Box lunches (bento) are very popular among Japanese kids and adults alike. People take them to work, to school, on picnics, and so on.
Half of a typical bento consists of rice, and the other half consists of several side dishes made with such ingredients as vegetables, meat, fish, and eggs. This format allows for infinite variations. The most common side dish is some kind of cooked egg, such as tamagoyaki (omelette strips or squares cooked typically with salt and sugar), fried eggs, scrambled eggs, and omelets with various ingredients. Another perennial bento favorite is sausage. The creator of the bento sometimes makes little cuts in the sausage to make it look like an octopus or other animal, adding to the fun of the meal.
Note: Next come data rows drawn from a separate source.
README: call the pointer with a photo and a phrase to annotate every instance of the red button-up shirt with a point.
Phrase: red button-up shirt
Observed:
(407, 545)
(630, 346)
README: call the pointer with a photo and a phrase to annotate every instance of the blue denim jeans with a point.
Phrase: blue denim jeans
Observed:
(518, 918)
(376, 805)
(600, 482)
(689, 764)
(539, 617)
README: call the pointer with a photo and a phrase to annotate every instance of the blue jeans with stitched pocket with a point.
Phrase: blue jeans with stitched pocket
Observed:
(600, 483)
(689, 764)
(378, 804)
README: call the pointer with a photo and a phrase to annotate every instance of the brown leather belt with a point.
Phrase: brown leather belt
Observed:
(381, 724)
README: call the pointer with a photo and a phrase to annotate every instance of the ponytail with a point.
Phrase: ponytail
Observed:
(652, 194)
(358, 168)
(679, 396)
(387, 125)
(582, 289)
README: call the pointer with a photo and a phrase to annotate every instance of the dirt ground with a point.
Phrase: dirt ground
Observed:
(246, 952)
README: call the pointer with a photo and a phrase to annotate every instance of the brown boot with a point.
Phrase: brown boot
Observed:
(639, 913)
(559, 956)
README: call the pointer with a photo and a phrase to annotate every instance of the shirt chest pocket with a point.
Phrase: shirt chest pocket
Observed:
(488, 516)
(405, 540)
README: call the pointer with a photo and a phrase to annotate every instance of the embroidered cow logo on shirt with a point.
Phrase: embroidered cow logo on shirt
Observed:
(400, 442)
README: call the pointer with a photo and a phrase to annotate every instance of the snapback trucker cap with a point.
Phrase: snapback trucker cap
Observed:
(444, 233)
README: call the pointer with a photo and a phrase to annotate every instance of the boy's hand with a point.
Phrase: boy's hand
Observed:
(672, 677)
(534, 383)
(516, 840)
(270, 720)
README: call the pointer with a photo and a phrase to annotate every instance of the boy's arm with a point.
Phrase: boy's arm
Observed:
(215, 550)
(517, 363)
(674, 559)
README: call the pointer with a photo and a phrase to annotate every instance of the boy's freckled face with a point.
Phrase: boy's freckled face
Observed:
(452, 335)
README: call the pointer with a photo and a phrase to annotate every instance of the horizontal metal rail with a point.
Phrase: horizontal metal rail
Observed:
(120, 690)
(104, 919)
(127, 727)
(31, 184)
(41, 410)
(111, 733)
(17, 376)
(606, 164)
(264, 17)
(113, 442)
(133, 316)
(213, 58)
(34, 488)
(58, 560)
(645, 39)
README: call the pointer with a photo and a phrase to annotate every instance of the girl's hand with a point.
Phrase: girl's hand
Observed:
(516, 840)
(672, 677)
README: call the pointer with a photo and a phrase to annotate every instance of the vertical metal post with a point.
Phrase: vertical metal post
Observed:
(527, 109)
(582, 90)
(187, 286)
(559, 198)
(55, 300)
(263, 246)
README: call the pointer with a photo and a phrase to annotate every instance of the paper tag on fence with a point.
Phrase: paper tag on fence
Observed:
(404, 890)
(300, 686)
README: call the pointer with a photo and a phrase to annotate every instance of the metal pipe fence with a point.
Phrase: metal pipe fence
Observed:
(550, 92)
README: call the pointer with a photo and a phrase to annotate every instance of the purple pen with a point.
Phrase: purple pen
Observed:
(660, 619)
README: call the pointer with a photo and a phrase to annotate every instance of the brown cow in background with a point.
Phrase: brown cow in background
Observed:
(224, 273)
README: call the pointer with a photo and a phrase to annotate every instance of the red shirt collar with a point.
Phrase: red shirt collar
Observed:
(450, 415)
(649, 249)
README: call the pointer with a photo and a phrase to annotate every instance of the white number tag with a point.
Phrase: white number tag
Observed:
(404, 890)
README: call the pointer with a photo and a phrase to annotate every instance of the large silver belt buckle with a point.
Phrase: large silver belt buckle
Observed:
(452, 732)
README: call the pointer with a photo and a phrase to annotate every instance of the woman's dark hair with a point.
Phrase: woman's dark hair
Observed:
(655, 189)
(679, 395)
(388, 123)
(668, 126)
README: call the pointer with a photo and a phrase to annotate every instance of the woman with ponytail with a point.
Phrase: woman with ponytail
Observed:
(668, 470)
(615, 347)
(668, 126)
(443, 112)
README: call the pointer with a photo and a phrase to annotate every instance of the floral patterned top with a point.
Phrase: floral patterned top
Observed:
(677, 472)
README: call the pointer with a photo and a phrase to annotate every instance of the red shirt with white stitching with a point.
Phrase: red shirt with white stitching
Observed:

Other popular items include grilled fish, fried meat, fish cake, and vegetables of various kinds. The vegetables may be pickled, boiled, or steamed; cooked vegetables are used more often than fresh ones. For dessert, there might be an apple or tangerine.
One long-standing staple of bento is a pickled Japanese apricot, or umeboshi. This traditional food, believed to prevent rice from going bad, may be placed inside a rice ball or on top of a bed of rice.
The person who makes the bento, such as the mother of the household, often prepares the box lunches as she is cooking the side dishes for the family's regular meals. She considers which dishes would not go bad so quickly and sets a portion of these aside for the following day's bento. Indeed, the mother often plans the family dinner around items that will make good leftovers for the next day's bento.
Japanese people attach great importance to the appearance of their food. Part of the fun of making a box lunch is creating a visually appealing arrangement that will whet the appetite.